A oferta portuguesa neste setor específico, focado em clientes com maior poder aquisitivo, de facto não é tão vasta. A açoriana Ignae, por exemplo, lançada em 2017, apresenta ativos extraídos de solos vulcânicos e águas termais e tem produtos que começam nos 92 euros. Já a Dvine, lançada em 2015 e inspirada nas uvas do Douro, chegou a ter Daniela Ruah como embaixadora, mas foi saindo das prateleiras com o passar dos anos, e hoje já não está disponível para compra.
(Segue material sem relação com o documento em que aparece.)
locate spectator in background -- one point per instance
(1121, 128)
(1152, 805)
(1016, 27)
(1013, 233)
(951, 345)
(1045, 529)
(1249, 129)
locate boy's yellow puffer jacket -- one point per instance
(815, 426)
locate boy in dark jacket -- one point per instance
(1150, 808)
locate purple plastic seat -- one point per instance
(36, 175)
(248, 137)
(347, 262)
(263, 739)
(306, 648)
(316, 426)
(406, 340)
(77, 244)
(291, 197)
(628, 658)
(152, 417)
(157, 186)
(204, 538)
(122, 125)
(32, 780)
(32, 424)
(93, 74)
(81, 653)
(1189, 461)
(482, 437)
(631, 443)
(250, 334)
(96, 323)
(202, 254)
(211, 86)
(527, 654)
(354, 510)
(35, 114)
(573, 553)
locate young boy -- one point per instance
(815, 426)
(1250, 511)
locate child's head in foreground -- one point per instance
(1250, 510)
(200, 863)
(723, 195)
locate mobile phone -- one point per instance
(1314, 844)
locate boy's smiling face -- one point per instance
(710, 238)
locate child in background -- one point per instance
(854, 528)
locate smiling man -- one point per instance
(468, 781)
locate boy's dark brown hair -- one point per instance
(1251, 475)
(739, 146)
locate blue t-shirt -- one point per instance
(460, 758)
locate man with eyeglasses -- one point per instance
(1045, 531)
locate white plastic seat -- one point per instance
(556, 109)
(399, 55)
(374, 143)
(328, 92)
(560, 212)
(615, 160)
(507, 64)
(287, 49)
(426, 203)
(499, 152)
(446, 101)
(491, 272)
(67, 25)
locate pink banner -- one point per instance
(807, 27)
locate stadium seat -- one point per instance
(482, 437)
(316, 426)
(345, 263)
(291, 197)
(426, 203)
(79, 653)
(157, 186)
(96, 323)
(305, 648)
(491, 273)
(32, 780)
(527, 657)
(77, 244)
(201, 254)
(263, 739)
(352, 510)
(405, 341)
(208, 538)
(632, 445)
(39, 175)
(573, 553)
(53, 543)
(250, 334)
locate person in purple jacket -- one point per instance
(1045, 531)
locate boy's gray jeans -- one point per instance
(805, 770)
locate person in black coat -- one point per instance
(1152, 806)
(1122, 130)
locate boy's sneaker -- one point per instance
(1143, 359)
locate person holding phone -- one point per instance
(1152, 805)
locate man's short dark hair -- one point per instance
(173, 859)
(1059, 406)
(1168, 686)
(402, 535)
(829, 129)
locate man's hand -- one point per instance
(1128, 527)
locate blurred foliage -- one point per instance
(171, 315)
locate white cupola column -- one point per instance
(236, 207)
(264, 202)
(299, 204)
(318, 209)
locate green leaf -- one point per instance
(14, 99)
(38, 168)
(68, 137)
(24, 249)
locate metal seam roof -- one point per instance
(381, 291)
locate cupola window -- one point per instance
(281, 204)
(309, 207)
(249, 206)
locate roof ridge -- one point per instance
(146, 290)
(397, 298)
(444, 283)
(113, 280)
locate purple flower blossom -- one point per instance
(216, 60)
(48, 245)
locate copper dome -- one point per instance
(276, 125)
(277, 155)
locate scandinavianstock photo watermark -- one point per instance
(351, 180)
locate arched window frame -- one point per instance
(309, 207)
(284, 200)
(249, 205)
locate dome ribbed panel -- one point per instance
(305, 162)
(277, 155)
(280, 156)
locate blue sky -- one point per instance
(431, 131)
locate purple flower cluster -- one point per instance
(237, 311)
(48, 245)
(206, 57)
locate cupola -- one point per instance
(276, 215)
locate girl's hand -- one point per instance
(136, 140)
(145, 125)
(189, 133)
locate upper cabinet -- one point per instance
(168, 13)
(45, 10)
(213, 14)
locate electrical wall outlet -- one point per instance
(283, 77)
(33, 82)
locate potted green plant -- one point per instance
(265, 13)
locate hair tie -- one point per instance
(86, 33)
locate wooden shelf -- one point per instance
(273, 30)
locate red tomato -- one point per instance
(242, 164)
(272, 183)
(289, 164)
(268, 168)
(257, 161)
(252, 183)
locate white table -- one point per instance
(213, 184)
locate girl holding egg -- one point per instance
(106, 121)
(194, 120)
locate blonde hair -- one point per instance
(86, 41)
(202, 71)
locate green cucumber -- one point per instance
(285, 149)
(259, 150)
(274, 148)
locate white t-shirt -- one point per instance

Os produtos da Lusipure tem sido apresentados ao público aos poucos desde o início deste ano, com preços que vão de 39 euros por um gel de limpeza a 98 euros pelo sérum global. A venda, até agora, é exclusivamente online, e está disponível em Portugal e em França, mas o plano é chegar a farmácias e concept stores, assim como hotéis e SPAs, um setor que em Portugal é dominado por marcas estrangeiras, como as britânicas 111SKIN e Ila, a japonesa Sensai ou a espanhola Natura Bissé. Para entrar neste segmento, a Lusipure desenvolveu protocolos de tratamento específicos, com a orientação dos laboratórios franceses que já têm experiência na área.
Segundo Ângelo Luís, o foco é no mercado nacional, mas a comunicação da marca tem sido feita também em inglês. Isso porque, o fundador assume, dentro do público que consome itens de luxo em Portugal estão os estrangeiros que visitam ou vivem no país. “Há mais de 30 milhões de turistas que vêm a cada ano. Por isso que também é importante a transparência quando uma pessoa começa a conhecer a nossa marca. Temos uma carta que demonstra de onde vêm os produtos, como são feitos, qual é a lista de ingredientes”, explica o fundador, que confia no sucesso da combinação do luxo com a sustentabilidade. “Portugal ainda é pouco reconhecido em termos da expressão do luxo. E é uma vontade nossa mostrar Portugal por esse lado, não só num produto puramente natural, com eficácia, mas também com uma personalidade elegante.”